Lone Dröscher Nielsen

Lone Droscher Nielsen - Orangutan Champion

Lone Dröscher Nielsen is the founder and manager of the Nyaru Menteng Orangutan Rehabilitation Project in Central Kalimantan (Indonesian Borneo).

Working with Borneo Orangutan Survival (BOS), Lone began this project in 1999 with help from Willie Smits. Nyaru Menteng is now the largest primate rescue project in the world, with more than 600 orangutans in its care. The project rescues and rehabilitates hundreds of orphaned orangutan infants with the goal of a return to some sort of wild life. It has also rescued hundreds of adult wild orangutans from oil-palm plantations which have been planted after their natural forest habitat has been cleared.

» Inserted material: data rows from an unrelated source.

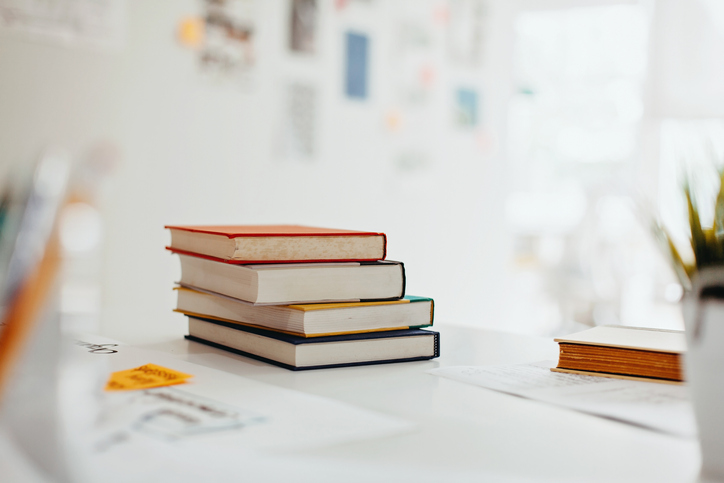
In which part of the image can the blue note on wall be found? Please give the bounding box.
[345,32,369,99]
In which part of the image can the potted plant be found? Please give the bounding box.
[654,171,724,482]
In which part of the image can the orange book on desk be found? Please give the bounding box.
[166,225,387,264]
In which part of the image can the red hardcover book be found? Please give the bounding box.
[166,225,387,264]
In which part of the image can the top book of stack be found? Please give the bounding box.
[166,225,387,264]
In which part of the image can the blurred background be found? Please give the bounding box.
[0,0,724,343]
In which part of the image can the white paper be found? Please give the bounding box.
[0,0,126,50]
[428,361,696,437]
[65,337,414,451]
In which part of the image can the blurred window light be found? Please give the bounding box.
[658,118,724,250]
[509,4,648,169]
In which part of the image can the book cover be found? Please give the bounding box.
[185,318,440,371]
[174,294,435,337]
[165,225,387,263]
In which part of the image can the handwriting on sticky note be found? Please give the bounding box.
[106,364,193,391]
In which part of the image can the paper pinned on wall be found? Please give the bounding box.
[428,361,696,438]
[0,0,126,50]
[289,0,317,54]
[345,32,369,100]
[195,0,256,85]
[447,0,488,67]
[278,81,318,162]
[455,88,478,127]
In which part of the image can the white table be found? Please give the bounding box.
[137,324,699,483]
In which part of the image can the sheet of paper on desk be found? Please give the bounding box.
[66,336,414,452]
[429,361,696,437]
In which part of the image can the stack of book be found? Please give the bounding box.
[166,225,440,370]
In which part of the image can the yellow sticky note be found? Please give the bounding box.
[106,364,193,391]
[178,17,206,48]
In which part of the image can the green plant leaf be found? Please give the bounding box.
[684,183,710,268]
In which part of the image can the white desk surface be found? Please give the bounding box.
[133,324,699,483]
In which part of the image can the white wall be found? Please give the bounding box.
[0,0,512,341]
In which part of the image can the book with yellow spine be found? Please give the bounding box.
[176,287,434,337]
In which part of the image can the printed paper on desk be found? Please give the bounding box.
[72,335,415,454]
[428,361,696,437]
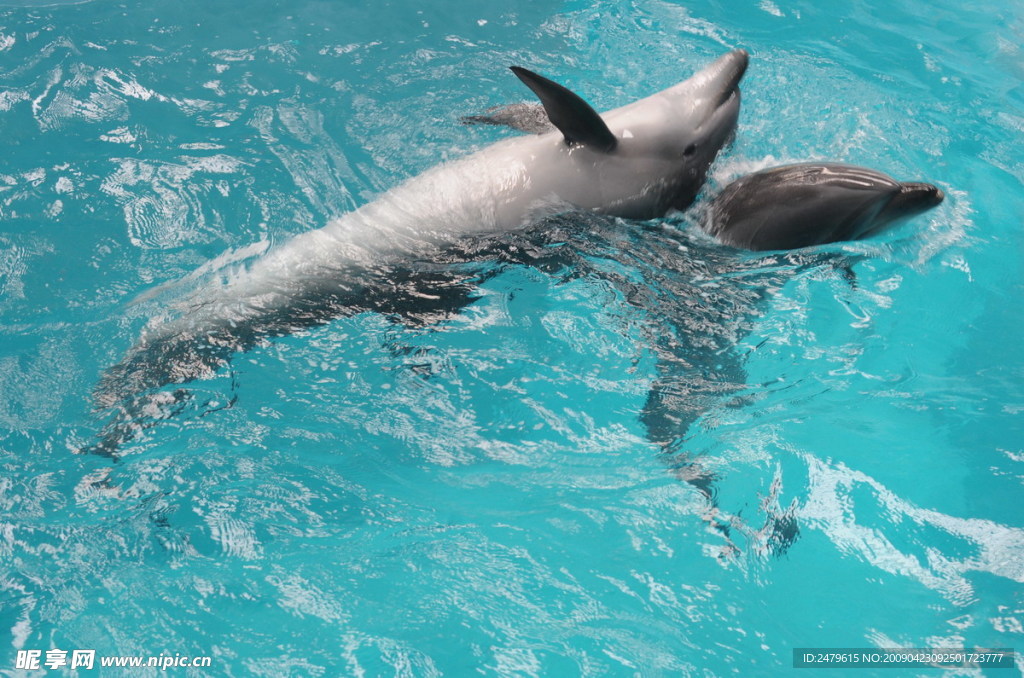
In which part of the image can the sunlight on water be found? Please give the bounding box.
[0,0,1024,676]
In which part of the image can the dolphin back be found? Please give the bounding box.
[702,163,943,250]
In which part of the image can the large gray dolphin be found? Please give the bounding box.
[95,50,748,408]
[702,163,943,250]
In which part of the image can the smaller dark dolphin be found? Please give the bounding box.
[702,163,944,250]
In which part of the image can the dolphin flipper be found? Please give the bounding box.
[460,103,555,134]
[511,66,618,153]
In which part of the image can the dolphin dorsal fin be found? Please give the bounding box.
[512,66,618,153]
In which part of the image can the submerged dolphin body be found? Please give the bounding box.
[95,50,748,408]
[703,163,943,250]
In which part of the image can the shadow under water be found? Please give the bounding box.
[94,212,864,554]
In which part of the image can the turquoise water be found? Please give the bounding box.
[0,0,1024,676]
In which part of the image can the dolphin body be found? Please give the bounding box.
[94,50,748,408]
[702,163,944,250]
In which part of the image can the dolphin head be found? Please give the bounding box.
[604,49,749,216]
[512,49,748,219]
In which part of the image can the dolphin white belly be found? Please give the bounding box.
[96,50,748,407]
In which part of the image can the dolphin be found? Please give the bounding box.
[701,163,944,250]
[94,49,748,409]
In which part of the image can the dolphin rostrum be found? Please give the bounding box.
[95,50,748,408]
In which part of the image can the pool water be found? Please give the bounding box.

Lone’s project is the only orangutan project actively rescuing wild orangutans from certain death in the oil-palm plantations of Central Kalimantan. These orangutans are treated for wounds inflicted by loggers and starvation, and when healthy, eventually returned to safe forests, which have been secured by Lone.

Lone began working with orangutans 14 years ago while she worked as a flight attendant with SAS – the Swedish airline. She originally  volunteered in an orangutan conservation project in Tanjung Puting. In 1993, she moved permanently to Borneo to devote her life to saving orangutans.

Originally from Denmark, Lone has been featured in a Danish film called The World’s Most Remarkable Dane. Other films have featured the work of Lone and her team, most notably National Geographic’s Disenchanted Forest, Animal Planet’s Growing Up… Orangutan, BBC’s Apes In Danger: Orangutan, and the BBC series  Orangutan Diary 1 & 2, which also was featured on Animal Planet. Most recently she was featured on Animal Planet's Orangutan Island, which was produced by Natural history new Zealand (NHNZ).

Lone lives in a house near the Nyaru Menteng Rescue Center, and she works around the clock managing the project. Her duties include training and managing a work force of approximately 80 local Indonesian Dayaks who work as “Babysitters” (local Dayak women caring for the infant orphans) and “Teknisi” (local Dayak men caring for the older orangutans). Lone manages a well-equipped clinic with veterinarians and paramedics as well as coordinates constant rescues – many of which she attends herself. She continuously faces the challenge of fundraising for the project, a never-ending effort with money often depleting. In addition to her already huge workload, Lone updates sponsors constantly, writes reports, negotiates huge food requirements with local suppliers and coordinates with television crews filming these orangutan stories.

Lone Dröscher Neilsen has become an expert on the care of these orphaned primates, and her methods of raising them and helping them to learn wild skills are recognized internationally.